Since there were no library jobs open in the area, Mom took a job as a teacher’s aide for Kindergarten and first grade. But Mom was soon hired at Mulhall-Orlando and was the librarian there for two years.

That is until the May 5th tornado wiped out the town of Mulhall and the elementary school, including Mom’s library. But God is faithful. Her prayers were answered yet again and she didn’t have to rebuild her library.

She was able to take the librarian job at Frontier in Red Rock which is about 40 miles north of Stillwater and where Dad had gotten a job the year before.

kathy2

But, the thing that brought her the most joy, was having a student come back to the library excited about reading and wanting to tell her about how great the book was that she had recommended and ask her if there were any more like it. She accomplished so much while she was there, but it came at the cost of her health. If you haven’t figured it out yet, she was a workaholic.
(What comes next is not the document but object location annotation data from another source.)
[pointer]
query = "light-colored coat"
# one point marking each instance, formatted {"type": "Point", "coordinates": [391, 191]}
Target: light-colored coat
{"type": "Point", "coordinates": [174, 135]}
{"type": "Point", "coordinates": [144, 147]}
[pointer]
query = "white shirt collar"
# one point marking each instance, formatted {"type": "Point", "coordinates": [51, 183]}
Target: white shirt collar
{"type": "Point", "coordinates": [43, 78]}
She was the most dedicated and humble person I know. All Mom cared about was doing the best job she could for God and the students she loved so much. I’m reminded how in Matthew 5:16, it says to “let your light shine before others that they may see your good deeds and praise your Father in heaven.”

God finally said enough and kept her from going back to Frontier in August by preventing her knees from bending enough to get in the car. And she was never able to leave our house again. Mom never wanted anyone to worry about her, especially her mom, or to be a burden on her family.
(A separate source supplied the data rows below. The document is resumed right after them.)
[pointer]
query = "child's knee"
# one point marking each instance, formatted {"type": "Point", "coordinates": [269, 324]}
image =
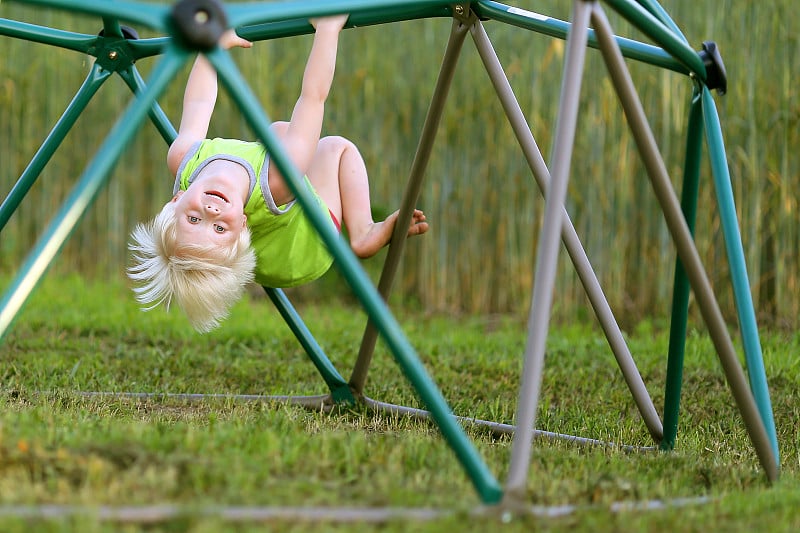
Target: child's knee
{"type": "Point", "coordinates": [336, 144]}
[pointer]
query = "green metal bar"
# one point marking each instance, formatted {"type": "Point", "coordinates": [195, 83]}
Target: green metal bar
{"type": "Point", "coordinates": [739, 278]}
{"type": "Point", "coordinates": [79, 42]}
{"type": "Point", "coordinates": [291, 28]}
{"type": "Point", "coordinates": [85, 191]}
{"type": "Point", "coordinates": [655, 9]}
{"type": "Point", "coordinates": [681, 288]}
{"type": "Point", "coordinates": [148, 14]}
{"type": "Point", "coordinates": [374, 10]}
{"type": "Point", "coordinates": [661, 34]}
{"type": "Point", "coordinates": [485, 484]}
{"type": "Point", "coordinates": [157, 116]}
{"type": "Point", "coordinates": [687, 251]}
{"type": "Point", "coordinates": [142, 48]}
{"type": "Point", "coordinates": [31, 173]}
{"type": "Point", "coordinates": [340, 391]}
{"type": "Point", "coordinates": [558, 28]}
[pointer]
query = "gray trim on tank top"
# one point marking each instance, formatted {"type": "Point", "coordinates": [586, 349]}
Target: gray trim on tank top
{"type": "Point", "coordinates": [265, 191]}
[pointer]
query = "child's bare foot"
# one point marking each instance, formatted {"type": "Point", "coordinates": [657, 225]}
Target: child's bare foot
{"type": "Point", "coordinates": [379, 234]}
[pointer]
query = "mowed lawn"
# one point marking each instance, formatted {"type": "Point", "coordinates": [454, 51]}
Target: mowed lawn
{"type": "Point", "coordinates": [89, 454]}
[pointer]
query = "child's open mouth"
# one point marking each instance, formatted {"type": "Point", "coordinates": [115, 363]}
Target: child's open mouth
{"type": "Point", "coordinates": [219, 195]}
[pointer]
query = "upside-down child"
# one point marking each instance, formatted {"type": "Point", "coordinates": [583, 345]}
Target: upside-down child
{"type": "Point", "coordinates": [233, 219]}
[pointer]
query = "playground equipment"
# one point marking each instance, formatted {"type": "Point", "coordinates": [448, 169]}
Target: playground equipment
{"type": "Point", "coordinates": [191, 26]}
Sadly, I will never know if she approves of my future wife and I’ll never be able to go to her for advice on how to raise my kids. Though, as awkward as it was talking to her about girls, she did give me good advice for finding a wife.
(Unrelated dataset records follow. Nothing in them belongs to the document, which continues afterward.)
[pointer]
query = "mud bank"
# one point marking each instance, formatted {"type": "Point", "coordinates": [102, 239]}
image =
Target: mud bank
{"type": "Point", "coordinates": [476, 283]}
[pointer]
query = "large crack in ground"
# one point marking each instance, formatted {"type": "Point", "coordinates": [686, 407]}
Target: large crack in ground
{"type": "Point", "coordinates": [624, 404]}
She always told me to find a girl with a rich daddy. So if anyone knows a girl with a rich…Just kidding!

kathy3

I just want God to show me one with a heart for others as big as Mom’s. And in closing I would like to focus on two passages from the Bible that I thought were comforting.

1 Corinthians 15:42-44 So it will be with the resurrection of the dead. The body that is sown is perishable, it is raised imperishable; it is sown in dishonor, it is raised in glory; it is sown in weakness; it is raised in power; it is sown a natural body; it is raised a spiritual body.

2 Corinthians 4:16-18 Therefore we do not lose heart. Though we are outwardly wasting away, yet inwardly we are being renewed day by day. For our light and momentary troubles are achieving us an external glory that far outweighs them all. So we fix our eyes not on what is seen, but on what is unseen, since what is seen is temporary, but what is unseen is eternal.